He de agradecer a Emery Koenig y Michael Naughton que me han ayudado a entender otra manera de presentar el principio de subsidiaridad, en un reciente artículo de la Business and Society Review. Para mí, subsidiaridad era un principio, cuyo origen está en la Doctrina Social de la Iglesia, por el que hay que respetar la autonomía de las personas o de las instituciones, de modo que lo que pueda hacer el inferior (el empleado, la comunidad local, etc.) no lo debe hacer el superior (el jefe, el gobierno regional o nacional, etc.). Ese artículo, a propósito de la atención que se presta ahora a los temas de diversidad, equidad e inclusión (DEI), ofrece una interpretación complementaria, o quizás previa.
El líder debe reconocer (conocer de nuevo) la diversidad de dones, talentos, habilidades, capacidades, contribuciones, experiencias y perspectivas de sus empleados o de los potenciales empleados. Y, una vez reconocido esto, necesita coordinar (con orden) la diversidad de dones que hacen falta para cumplir la misión de la empresa y asegurar la unidad de la institución y lo que es bueno para la sociedad. En definitiva, crea una cultura en la que se reconocen, celebran y premian (no necesariamente con dinero) las capacidades y valores de las personas.

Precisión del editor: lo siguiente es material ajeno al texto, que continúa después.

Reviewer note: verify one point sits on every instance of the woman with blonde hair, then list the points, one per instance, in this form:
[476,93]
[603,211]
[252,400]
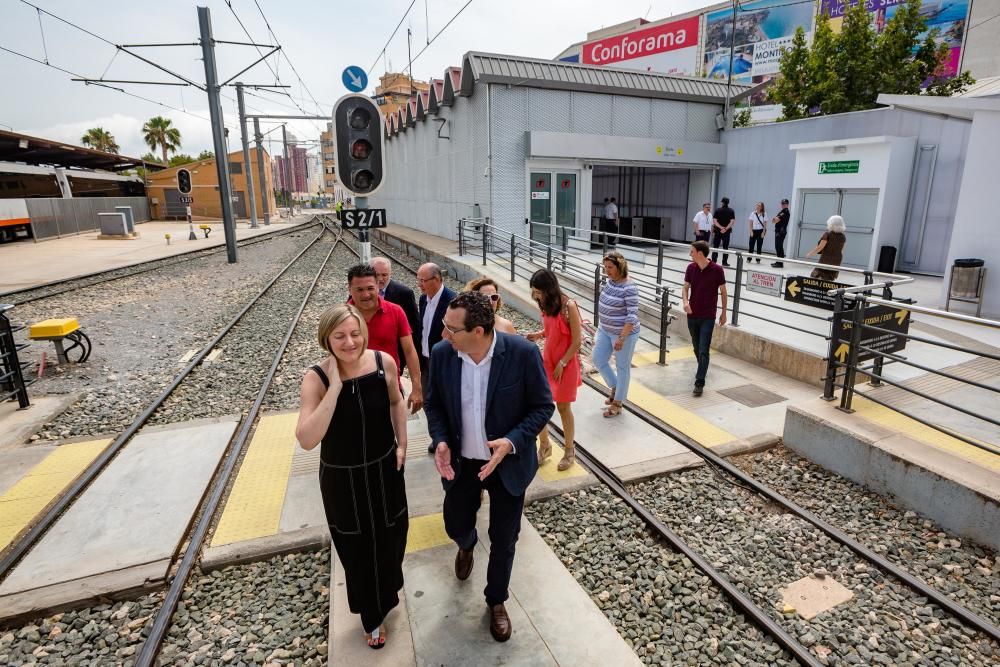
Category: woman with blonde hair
[830,248]
[351,402]
[618,311]
[488,286]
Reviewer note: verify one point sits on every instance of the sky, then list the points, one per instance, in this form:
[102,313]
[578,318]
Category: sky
[318,39]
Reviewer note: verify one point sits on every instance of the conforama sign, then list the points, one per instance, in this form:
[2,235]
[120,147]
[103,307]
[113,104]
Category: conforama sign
[671,48]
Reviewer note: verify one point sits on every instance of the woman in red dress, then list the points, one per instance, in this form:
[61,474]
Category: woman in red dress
[563,334]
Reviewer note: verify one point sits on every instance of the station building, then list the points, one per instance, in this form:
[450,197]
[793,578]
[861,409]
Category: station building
[522,140]
[165,198]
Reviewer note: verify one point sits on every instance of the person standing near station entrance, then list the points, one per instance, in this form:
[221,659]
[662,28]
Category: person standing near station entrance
[388,330]
[487,400]
[780,232]
[722,227]
[396,292]
[433,305]
[352,404]
[704,281]
[703,223]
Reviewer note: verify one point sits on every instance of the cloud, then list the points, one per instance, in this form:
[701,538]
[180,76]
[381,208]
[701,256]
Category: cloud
[196,134]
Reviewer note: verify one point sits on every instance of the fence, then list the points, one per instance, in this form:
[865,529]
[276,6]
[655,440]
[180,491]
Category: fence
[55,217]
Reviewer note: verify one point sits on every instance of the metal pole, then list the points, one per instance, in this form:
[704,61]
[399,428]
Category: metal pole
[736,289]
[513,254]
[287,172]
[365,246]
[729,79]
[218,131]
[664,322]
[259,138]
[248,171]
[829,381]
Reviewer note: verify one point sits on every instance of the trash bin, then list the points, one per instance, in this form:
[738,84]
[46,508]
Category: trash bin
[887,259]
[965,277]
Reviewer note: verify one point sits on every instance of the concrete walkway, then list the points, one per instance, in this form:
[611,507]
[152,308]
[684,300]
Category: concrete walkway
[24,264]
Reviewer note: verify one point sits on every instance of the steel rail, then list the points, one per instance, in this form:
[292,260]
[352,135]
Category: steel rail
[965,615]
[760,617]
[161,623]
[180,258]
[21,547]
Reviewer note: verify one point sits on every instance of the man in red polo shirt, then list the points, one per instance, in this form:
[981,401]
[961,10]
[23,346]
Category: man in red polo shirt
[704,280]
[388,330]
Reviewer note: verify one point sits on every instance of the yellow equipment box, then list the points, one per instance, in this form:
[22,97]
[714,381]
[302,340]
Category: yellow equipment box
[55,328]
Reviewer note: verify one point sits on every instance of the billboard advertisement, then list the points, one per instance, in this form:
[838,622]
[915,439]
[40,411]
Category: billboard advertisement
[764,28]
[671,48]
[948,16]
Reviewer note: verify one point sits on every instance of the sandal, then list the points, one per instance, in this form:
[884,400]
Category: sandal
[376,639]
[544,451]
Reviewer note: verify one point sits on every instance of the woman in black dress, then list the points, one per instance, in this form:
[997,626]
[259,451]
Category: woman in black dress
[352,403]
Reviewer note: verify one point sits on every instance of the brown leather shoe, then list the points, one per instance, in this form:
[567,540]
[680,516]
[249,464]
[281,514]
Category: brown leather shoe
[463,564]
[499,623]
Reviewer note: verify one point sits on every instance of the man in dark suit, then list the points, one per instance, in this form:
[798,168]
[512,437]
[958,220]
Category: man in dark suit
[485,443]
[396,292]
[436,296]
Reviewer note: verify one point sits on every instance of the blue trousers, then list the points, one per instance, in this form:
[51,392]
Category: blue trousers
[701,329]
[621,374]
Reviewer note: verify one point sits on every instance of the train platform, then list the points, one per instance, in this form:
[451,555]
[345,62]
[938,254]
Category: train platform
[26,264]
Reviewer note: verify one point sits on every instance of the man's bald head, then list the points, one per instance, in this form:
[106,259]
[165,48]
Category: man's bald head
[383,271]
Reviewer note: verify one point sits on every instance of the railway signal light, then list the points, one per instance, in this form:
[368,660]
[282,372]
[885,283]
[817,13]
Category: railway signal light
[184,181]
[358,132]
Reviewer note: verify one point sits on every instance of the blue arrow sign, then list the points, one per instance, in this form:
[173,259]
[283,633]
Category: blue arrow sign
[355,79]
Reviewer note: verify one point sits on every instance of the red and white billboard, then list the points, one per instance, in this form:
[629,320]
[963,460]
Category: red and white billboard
[671,48]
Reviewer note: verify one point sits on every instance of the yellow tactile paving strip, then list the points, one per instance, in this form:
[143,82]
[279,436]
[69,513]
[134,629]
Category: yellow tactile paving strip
[549,471]
[900,423]
[32,493]
[426,532]
[258,495]
[701,430]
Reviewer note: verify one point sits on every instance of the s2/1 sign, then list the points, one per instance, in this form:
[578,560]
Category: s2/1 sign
[363,218]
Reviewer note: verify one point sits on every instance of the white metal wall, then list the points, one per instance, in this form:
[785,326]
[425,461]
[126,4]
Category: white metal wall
[431,182]
[759,167]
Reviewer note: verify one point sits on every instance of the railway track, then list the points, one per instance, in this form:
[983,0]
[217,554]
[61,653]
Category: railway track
[314,258]
[643,502]
[46,290]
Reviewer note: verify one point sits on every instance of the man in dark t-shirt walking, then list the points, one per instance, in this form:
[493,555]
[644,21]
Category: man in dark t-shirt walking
[722,229]
[780,232]
[704,280]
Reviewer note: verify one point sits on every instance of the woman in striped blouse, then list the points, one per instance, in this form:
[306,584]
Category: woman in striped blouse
[618,311]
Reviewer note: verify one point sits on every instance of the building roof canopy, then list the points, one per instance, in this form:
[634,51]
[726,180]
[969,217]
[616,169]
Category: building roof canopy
[15,147]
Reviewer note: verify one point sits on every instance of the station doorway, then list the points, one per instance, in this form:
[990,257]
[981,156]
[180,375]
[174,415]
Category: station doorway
[653,202]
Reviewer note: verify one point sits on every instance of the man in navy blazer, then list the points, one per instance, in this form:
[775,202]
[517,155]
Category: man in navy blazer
[437,296]
[486,401]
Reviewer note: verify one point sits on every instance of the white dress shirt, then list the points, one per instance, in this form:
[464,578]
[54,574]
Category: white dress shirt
[475,381]
[704,221]
[432,302]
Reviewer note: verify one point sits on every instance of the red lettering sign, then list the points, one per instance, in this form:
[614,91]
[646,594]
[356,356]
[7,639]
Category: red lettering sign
[667,37]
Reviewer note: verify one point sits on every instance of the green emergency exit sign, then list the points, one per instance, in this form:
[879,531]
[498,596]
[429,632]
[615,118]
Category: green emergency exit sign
[839,167]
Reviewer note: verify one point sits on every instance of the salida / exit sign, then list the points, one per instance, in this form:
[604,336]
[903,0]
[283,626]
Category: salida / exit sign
[840,167]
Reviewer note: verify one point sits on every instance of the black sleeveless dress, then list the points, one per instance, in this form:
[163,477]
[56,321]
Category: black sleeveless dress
[364,496]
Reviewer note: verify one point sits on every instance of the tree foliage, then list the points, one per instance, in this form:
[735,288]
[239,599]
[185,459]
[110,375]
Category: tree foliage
[158,132]
[100,139]
[847,71]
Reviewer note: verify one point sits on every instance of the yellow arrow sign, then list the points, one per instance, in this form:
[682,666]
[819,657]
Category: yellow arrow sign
[842,352]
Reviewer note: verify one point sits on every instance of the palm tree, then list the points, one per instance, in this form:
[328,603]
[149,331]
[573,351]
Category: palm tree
[101,139]
[157,132]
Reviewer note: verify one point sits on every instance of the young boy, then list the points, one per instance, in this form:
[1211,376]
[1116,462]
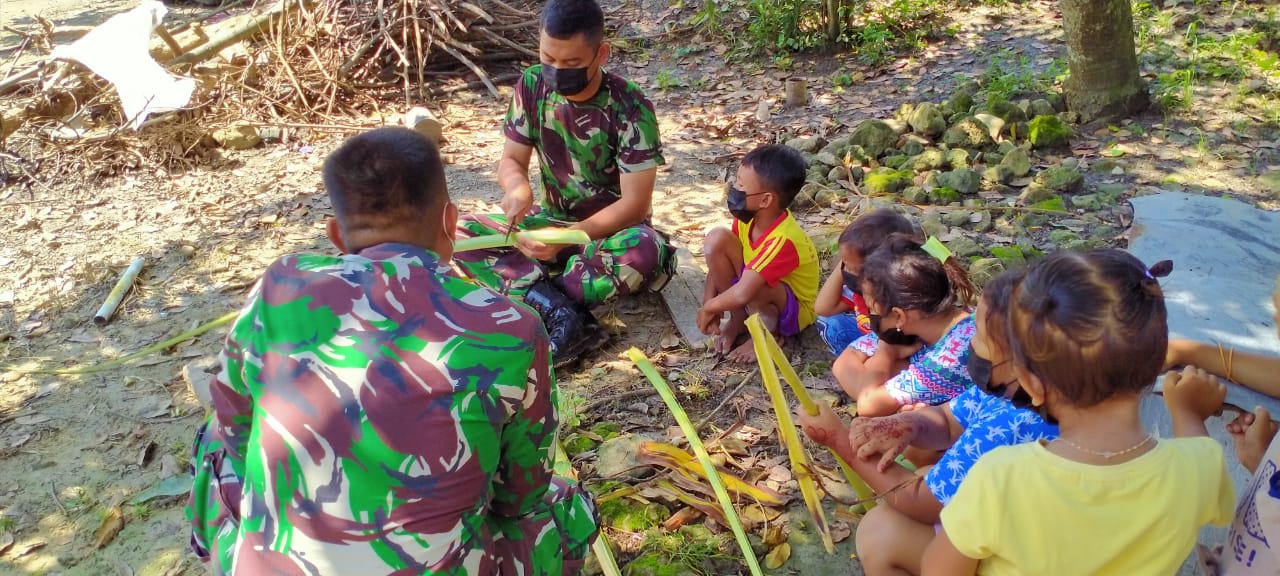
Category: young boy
[764,263]
[842,314]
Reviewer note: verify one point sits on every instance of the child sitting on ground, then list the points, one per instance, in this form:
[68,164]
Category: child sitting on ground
[1248,551]
[1088,334]
[892,538]
[842,315]
[764,263]
[920,327]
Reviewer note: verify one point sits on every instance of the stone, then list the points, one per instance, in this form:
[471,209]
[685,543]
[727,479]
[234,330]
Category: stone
[1065,240]
[956,218]
[931,159]
[982,270]
[1034,193]
[1041,108]
[913,147]
[617,456]
[968,133]
[807,144]
[958,159]
[927,119]
[964,247]
[932,225]
[240,136]
[826,197]
[896,161]
[944,196]
[1056,101]
[874,137]
[887,179]
[1060,179]
[995,124]
[1008,112]
[828,159]
[997,174]
[964,181]
[1018,163]
[1048,132]
[915,195]
[1092,202]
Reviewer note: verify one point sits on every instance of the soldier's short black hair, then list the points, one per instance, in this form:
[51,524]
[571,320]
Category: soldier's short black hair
[563,19]
[781,168]
[384,176]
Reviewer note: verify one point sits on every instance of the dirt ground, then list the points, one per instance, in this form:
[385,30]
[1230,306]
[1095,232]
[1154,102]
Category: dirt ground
[77,447]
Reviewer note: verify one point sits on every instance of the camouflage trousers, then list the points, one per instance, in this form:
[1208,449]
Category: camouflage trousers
[635,259]
[552,540]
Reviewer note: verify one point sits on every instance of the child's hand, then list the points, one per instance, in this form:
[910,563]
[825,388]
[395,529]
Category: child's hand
[1252,434]
[826,428]
[883,437]
[708,321]
[1193,392]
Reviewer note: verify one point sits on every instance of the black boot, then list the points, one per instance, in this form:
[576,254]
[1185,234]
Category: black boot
[572,328]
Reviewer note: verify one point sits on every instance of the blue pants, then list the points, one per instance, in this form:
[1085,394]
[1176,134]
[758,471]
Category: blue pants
[839,330]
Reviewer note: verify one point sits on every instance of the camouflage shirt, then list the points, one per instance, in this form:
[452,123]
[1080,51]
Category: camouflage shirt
[382,412]
[583,147]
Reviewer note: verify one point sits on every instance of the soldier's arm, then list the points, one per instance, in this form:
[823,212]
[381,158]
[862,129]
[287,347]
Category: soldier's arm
[631,209]
[528,437]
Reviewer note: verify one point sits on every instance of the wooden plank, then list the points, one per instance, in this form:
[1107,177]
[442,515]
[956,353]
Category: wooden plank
[684,296]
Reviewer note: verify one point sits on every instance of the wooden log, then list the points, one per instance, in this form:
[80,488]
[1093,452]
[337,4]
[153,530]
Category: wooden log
[250,28]
[798,92]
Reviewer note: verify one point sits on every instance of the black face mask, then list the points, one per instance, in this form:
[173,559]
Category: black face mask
[892,337]
[566,81]
[851,280]
[736,204]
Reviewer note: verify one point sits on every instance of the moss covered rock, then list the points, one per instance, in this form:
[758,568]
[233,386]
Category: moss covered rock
[927,119]
[968,133]
[1016,161]
[886,179]
[1048,132]
[963,181]
[931,159]
[876,137]
[1060,179]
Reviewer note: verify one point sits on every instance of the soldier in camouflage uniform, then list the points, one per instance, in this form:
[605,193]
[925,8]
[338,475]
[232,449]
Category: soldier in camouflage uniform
[598,149]
[376,414]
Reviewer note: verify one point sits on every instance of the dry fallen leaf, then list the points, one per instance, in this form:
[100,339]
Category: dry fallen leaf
[777,557]
[112,525]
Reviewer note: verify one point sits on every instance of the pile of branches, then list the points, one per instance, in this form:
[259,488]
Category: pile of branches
[327,58]
[297,64]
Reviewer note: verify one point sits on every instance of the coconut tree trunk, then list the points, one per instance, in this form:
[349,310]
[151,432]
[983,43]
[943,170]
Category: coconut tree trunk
[1104,81]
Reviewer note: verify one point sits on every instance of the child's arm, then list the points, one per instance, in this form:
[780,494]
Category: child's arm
[942,558]
[933,429]
[734,298]
[903,489]
[1192,397]
[830,302]
[1252,434]
[1257,371]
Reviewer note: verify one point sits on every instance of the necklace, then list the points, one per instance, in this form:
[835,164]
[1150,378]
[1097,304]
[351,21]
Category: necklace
[1107,455]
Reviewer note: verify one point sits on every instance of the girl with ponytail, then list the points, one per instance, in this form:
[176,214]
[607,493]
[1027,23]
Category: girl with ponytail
[919,300]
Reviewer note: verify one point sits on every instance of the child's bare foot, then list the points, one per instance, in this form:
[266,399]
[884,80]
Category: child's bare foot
[728,338]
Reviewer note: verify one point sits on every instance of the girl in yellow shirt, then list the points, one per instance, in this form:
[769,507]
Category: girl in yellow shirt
[1089,334]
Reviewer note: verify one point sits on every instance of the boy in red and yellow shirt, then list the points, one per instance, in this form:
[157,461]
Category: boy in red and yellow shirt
[764,263]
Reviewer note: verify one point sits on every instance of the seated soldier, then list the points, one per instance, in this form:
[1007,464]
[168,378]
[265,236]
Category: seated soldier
[598,147]
[379,414]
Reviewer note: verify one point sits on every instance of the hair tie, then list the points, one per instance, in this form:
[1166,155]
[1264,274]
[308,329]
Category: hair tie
[935,247]
[1160,269]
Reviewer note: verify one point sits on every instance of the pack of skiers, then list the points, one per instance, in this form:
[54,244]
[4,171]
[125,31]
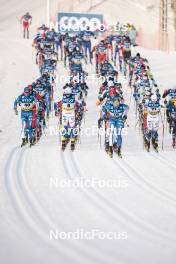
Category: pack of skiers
[113,58]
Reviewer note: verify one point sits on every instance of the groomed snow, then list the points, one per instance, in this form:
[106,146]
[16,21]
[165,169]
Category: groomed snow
[144,207]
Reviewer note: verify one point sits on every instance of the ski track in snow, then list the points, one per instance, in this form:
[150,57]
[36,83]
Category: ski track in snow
[22,188]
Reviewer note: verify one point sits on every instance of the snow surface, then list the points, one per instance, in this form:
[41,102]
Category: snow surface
[30,208]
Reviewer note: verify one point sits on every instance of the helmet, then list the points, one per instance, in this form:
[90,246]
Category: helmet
[154,98]
[26,91]
[110,83]
[67,91]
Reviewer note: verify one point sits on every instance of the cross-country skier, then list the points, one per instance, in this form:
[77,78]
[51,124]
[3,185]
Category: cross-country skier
[26,20]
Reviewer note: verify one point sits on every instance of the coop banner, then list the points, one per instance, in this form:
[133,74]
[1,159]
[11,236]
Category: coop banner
[75,22]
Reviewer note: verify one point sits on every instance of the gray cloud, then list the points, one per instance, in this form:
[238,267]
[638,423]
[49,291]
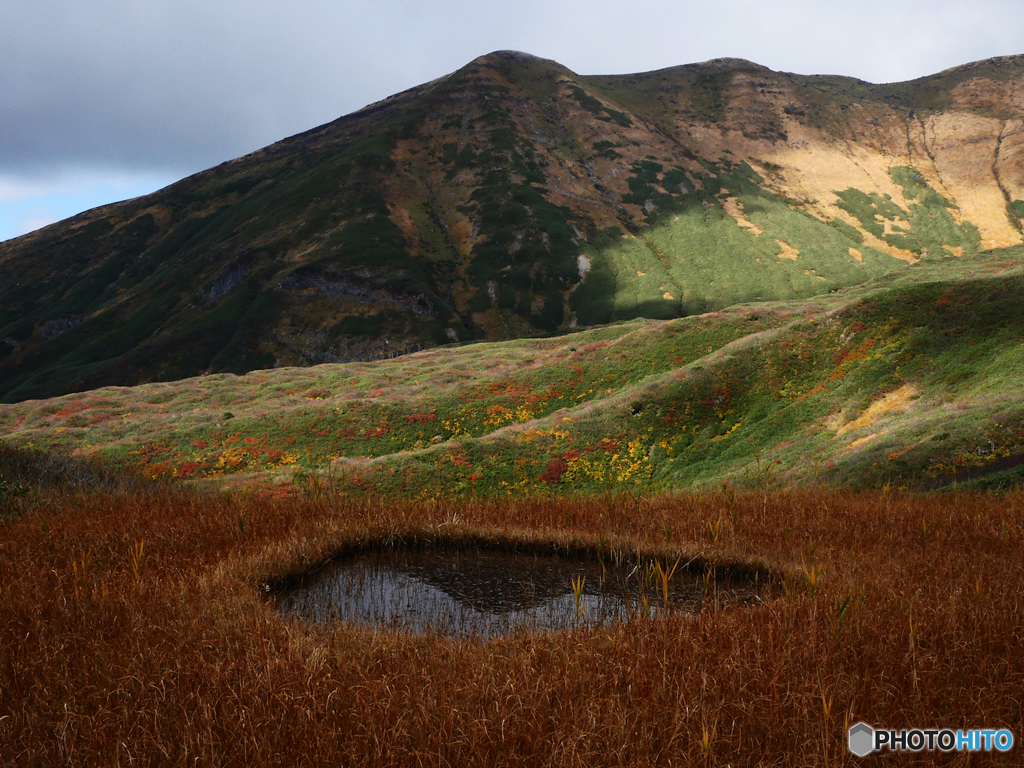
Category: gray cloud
[178,85]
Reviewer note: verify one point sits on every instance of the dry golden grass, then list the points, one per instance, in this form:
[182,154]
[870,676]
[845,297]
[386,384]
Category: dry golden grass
[133,632]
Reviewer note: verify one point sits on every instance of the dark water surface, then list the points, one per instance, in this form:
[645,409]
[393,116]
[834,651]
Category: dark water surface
[488,593]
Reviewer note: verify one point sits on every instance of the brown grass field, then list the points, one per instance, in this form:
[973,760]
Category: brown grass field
[133,632]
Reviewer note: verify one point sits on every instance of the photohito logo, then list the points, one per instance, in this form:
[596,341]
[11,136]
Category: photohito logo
[863,739]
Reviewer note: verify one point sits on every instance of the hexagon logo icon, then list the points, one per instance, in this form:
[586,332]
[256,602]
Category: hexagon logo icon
[861,739]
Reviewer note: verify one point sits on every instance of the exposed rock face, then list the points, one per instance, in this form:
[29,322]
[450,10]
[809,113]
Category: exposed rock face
[514,198]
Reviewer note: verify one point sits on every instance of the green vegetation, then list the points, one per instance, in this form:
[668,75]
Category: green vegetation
[848,388]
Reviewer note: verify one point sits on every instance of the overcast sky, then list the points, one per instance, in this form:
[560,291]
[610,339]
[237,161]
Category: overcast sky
[107,99]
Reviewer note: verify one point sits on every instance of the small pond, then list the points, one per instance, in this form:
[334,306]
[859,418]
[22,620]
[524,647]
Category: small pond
[485,593]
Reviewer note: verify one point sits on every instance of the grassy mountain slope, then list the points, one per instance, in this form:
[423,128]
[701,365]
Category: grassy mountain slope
[516,199]
[911,379]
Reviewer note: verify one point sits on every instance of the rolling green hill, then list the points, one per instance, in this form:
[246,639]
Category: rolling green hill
[515,199]
[909,380]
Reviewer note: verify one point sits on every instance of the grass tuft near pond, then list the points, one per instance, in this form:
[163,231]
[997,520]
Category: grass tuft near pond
[134,630]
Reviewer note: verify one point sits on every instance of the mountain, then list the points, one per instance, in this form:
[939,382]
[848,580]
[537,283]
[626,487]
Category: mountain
[513,199]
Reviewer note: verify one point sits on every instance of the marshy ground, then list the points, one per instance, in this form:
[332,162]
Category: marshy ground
[134,629]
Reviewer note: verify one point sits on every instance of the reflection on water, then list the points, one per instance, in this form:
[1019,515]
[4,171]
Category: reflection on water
[488,593]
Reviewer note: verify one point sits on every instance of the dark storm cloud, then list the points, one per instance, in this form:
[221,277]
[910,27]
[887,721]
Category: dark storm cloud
[178,85]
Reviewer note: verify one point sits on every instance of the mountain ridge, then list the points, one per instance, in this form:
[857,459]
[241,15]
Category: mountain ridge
[515,198]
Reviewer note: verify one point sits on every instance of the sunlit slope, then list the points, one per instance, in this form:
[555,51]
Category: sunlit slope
[517,199]
[912,379]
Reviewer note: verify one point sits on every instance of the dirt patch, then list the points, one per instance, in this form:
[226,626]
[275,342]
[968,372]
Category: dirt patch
[732,207]
[864,440]
[788,252]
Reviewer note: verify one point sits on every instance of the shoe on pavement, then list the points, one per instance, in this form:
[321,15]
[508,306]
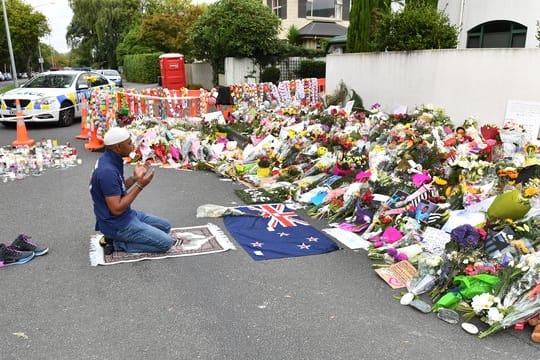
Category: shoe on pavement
[10,256]
[23,243]
[107,245]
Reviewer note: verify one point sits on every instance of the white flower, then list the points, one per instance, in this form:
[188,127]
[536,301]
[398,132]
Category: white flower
[494,315]
[482,302]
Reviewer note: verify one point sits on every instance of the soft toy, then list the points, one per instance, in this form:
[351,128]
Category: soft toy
[507,206]
[535,323]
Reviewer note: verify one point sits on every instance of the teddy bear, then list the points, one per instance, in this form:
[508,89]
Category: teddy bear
[535,323]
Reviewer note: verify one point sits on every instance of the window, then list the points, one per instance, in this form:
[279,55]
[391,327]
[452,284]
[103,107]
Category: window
[279,8]
[497,34]
[324,8]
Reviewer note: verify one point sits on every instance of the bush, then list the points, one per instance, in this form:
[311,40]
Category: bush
[415,28]
[142,68]
[271,74]
[312,69]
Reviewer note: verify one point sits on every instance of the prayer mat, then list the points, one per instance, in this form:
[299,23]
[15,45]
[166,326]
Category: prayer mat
[197,240]
[272,231]
[260,195]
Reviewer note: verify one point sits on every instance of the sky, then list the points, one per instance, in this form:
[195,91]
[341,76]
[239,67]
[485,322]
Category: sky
[59,16]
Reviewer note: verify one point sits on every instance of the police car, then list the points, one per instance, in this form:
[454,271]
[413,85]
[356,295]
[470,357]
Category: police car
[54,96]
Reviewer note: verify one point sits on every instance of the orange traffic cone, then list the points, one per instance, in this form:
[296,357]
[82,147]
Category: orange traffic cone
[22,135]
[84,114]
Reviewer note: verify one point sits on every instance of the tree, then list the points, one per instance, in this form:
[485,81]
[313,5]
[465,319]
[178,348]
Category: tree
[26,26]
[293,36]
[162,28]
[97,27]
[235,28]
[415,28]
[363,22]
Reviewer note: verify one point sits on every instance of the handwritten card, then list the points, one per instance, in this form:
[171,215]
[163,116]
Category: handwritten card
[397,275]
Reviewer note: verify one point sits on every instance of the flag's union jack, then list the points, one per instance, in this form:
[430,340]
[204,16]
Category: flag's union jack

Una consecuencia de lo anterior es que los que dirigen deben poner la toma de decisiones en el nivel más bajo posible de la empresa, donde tiene lugar ese conocimiento de las personas, como he dicho más arriba. Y de ahí se derivan otras consecuencias, como la de dar frecuente feedback a los empleados, tanto sobre lo que no han hecho bien como, sobre todo, sobre lo que deben hacer para crecer como personas y contribuir al bien de la empresa y de la sociedad.